To wydarzenie pokazało, że w obiektach, gdzie przebywają osoby starsze i niepełnosprawne, odpowiednia infrastruktura oraz środki transportu medycznego są kluczowe, zwłaszcza w sytuacjach kryzysowych takich jak pandemia. Brak odpowiednich środków ewakuacyjnych może prowadzić do poważnych problemów logistycznych oraz opóźnień w ewakuacji, co bezpośrednio wpływa na bezpieczeństwo osób przebywających w takich placówkach.
4. Stadion Narodowy, Warszawa (2015)
W 2015 roku na Stadionie Narodowym doszło do alarmu przeciwpożarowego, co doprowadziło do problemów z ewakuacją osób niepełnosprawnych. Winda została wyłączona, a osoby poruszające się na wózkach inwalidzkich nie miały możliwości opuszczenia obiektu, ponieważ nikt nie wskazał im odpowiednich wyjść ewakuacyjnych. Zapanowała panika, a niepełnosprawni uczestnicy musieli przeczekać sytuację na stadionie, co wywołało u wielu z nich ogromny stres i poczucie zagrożenia. Na szczęście sytuacja zakończyła się bez ofiar, ale unaoczniła poważne braki w procedurach ewakuacyjnych dla osób z ograniczoną mobilnością
Ten incydent wykazał kluczowe braki w systemie ewakuacyjnym, zwłaszcza w kontekście osób niepełnosprawnych. Gdy wyłączono windy, osoby na wózkach inwalidzkich zostały pozbawione możliwości bezpiecznego opuszczenia obiektu. To zdarzenie unaoczniło, jak niezbędne są w takich miejscach krzesła ewakuacyjne, które pozwalają szybko i sprawnie transportować osoby o ograniczonej mobilności. Gdyby stadion był wyposażony w tego typu sprzęt, ryzyko chaosu i zagrożenia życia osób niepełnosprawnych mogłoby zostać zminimalizowane.
Wnioski
Wszystkie przedstawione przypadki ukazują wyraźne braki w zakresie infrastruktury i wyposażenia do ewakuacji osób z ograniczoną mobilnością. Zarządcy budynków są odpowiedzialni za zapewnienie bezpieczeństwa wszystkim osobom przebywającym w obiektach, w tym za ich ewakuację. Brak krzeseł ewakuacyjnych, przeszkolonego personelu oraz dostosowanych dróg ewakuacyjnych znacząco opóźnia akcje ratunkowe, narażając życie i zdrowie osób niepełnosprawnych.

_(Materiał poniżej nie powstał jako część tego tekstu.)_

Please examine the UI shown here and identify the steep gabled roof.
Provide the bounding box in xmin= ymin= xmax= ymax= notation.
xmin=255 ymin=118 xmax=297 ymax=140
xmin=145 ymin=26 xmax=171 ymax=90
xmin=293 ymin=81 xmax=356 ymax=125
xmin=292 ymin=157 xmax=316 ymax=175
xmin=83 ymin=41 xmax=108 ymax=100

W świetle obowiązujących przepisów zarządca budynku musi zadbać o zapewnienie środków umożliwiających szybką i sprawną ewakuację, zgodnie z wymogami prawa (§ 4 ust. 1 Rozporządzenia MSWiA). Brak takich działań nie tylko naraża życie, ale także grozi konsekwencjami prawnymi.